Prioritising resilience policies to reduce welfare losses from natural disasters: a case study for coastal Bangladesh
Quantified flood risk assessments focus on asset losses, neglecting longer-term impacts to household welfare via income and consumption losses. The extent of welfare losses depends upon resilience – the ability to anticipate, resist, cope, recover and learn from a shock. Here, we use a novel welfare loss modelling framework and perform a high-resolution spatial analysis in coastal Bangladesh to quantify welfare losses from a tropical cyclone under present and future climatic and socio-economic conditions.
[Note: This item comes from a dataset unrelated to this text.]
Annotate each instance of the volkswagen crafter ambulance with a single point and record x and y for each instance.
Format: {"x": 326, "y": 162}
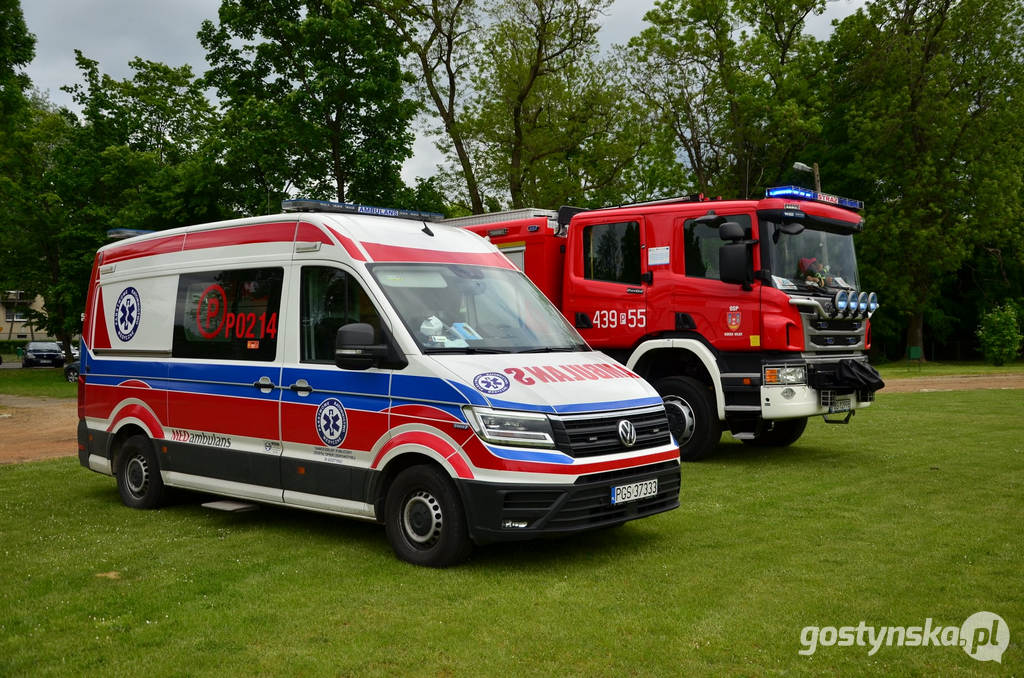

We further test various adaptation options that are intended to enhance resilience. Results show that poor households experience, on average, 7% of the asset losses, but 42% of the welfare losses. Combining dike heightening, post-disaster support and stronger housing can reduce welfare losses by up to 70%, and foster sustainable development by benefitting the poor, increasing resilience and demonstrating robustness under socio-economic and climatic uncertainties. Thus, a welfare-orientated perspective helps to identify adaptation options that enhance resilience and leave no-one behind.